2. Animal abuse is a class A misdemeanor, unless the defendant has previously been found guilty of animal abuse or the suffering involved in subdivision (2) of subsection 1 of this section is the result of torture or mutilation consciously inflicted while the animal was alive, in which case it is a class E felony.
(L. 1983 S.B. 211 § 4, A.L. 1994 S.B. 545, A.L. 1996 S.B. 491, A.L. 2001 S.B. 462, A.L. 2013 S.B. 9, A.L. 2014 S.B. 491)
"Willfully" is an essential element of the offense of animal abuse and distinguishes it from the offense of animal neglect. State v. Price, 772 S.W.2d 9. (Mo.App.E.D.)

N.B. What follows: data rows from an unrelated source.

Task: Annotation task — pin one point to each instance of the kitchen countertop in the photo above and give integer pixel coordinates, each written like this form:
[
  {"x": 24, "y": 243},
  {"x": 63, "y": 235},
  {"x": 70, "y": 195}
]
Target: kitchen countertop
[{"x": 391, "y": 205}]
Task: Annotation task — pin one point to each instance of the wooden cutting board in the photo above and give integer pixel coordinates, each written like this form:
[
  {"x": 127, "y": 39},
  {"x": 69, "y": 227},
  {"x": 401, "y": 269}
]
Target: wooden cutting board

578.016. Impoundment of animal found off property of owner or custodian, disposition, procedure — liability of owner or custodian for costs — lien — rights of owner or custodian. -- 1. Any duly authorized public health official, law enforcement official, or animal control officer may impound any animal found outside of the owned or rented property of the owner or custodian of such animal when such animal shows evidence of neglect or abuse. Any animal impounded pursuant to this section shall be:
(1) If the owner can be ascertained and the animal is not diseased or disabled beyond recovery for any useful purpose, held for recovery by the owner. The owner shall be notified within five business days of impoundment by phone or by mail of the animal's location and recovery procedures. The animal shall be held for ten business days. An animal unclaimed after ten business days may be put up for adoption or humanely killed;
(2) Placed in the care or custody of a veterinarian, the appropriate animal control authority or animal shelter. The animal shall not be disposed of, unless diseased or disabled beyond recovery for any useful purpose, until after expiration of a minimum of five business days, during which time the public shall have clear access to inspect or recover the animal through time periods ordinarily accepted as usual business hours. After five business days, the animal may be put up for adoption or humanely killed; or
(3) If diseased or disabled beyond recovery for any useful purpose as determined by a public health official, law enforcement official, veterinarian or animal control officer, humanely killed.
2. The owner or custodian of an animal impounded pursuant to this section shall be liable for reasonable costs for the care and maintenance of the animal. Any person incurring reasonable costs for the care and maintenance of such animal shall have a lien against such animal until the reasonable costs have been paid and may put up for adoption or humanely kill any animal if such costs are not paid within ten days after demand. Any moneys received for an animal adopted pursuant to this subsection in excess of costs shall be paid to the owner of such animal.
3. The owner or custodian of any animal killed pursuant to this section shall be entitled to recover the actual value of the animal up to but not to exceed six hundred dollars if the owner or custodian shows that such killing was unwarranted.
(L. 1983 S.B. 211 § 6)
In Missouri, as well as most of the nation, this is enough for your dog. Has a shelter (inadequate at best), and has food and water provided.